Who doesn’t like to play outside? It’s one of my favorite activities. If I have the opportunity to combine it with a camera expedition, so much the better.
A couple of weeks ago my wife and I made the trek to one of the most beautiful spots in Oregon, White River Falls, to experiment with a new camera. The images in this blog are stills pulled from it.
The car trip east on I-84 from Portland through the Columbia River gorge to White River State Park began a day in the study of contrasts.
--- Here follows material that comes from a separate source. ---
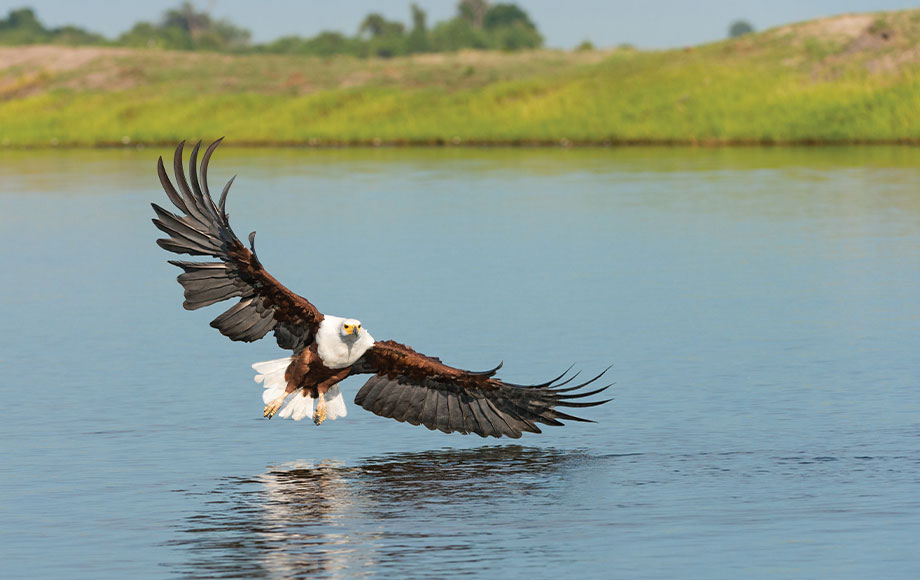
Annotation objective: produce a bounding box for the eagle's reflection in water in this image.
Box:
[171,446,587,578]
The drive begins on the wet and lush western side of Oregon with its green and Douglas Fir covered hills and segues near The Dalles into the dry and sparse high desert eastern side of browns and Ponderosa Pines.
We headed south on U.S. Route 197 for about thirty-five miles by fields of wheat, barley and rye grass, through small towns with new bike lanes and empty storefronts, and rangeland with cattle and a few sheep. Tygh Valley, Oregon is quiet.
Once you arrive in the park there is noise. White River Falls crashes down to its basalt floor 90 feet below with a constant hammering thunder. Just upriver from the falls is a crumpling concrete dam that used to hold the river back. The river flows over and around the low dam now. Its spillway permanently open.
What’s left of a power plant that supplied electricity to the area from 1910 until 1960 is strewn about the park. The state park web page calls the site historic and goes on to say, “The chasm of the falls tells a geological story of violence and power; the old grist pond tells the story of people learning to use that power. The hydroelectric plant at the bottom tells the story of human ingenuity and persistence as we turned the Pacific Northwest’s abundant natural energy into electricity.”
We spent about four hours taking video of the waterfall and the detritus of power generation. The river flowing in geologic time and using gravity to find its way to the ocean. The power station built to transform the river’s energy and send it to a flickering filament in an incandescent light bulb.
The dam is gone and river still flows.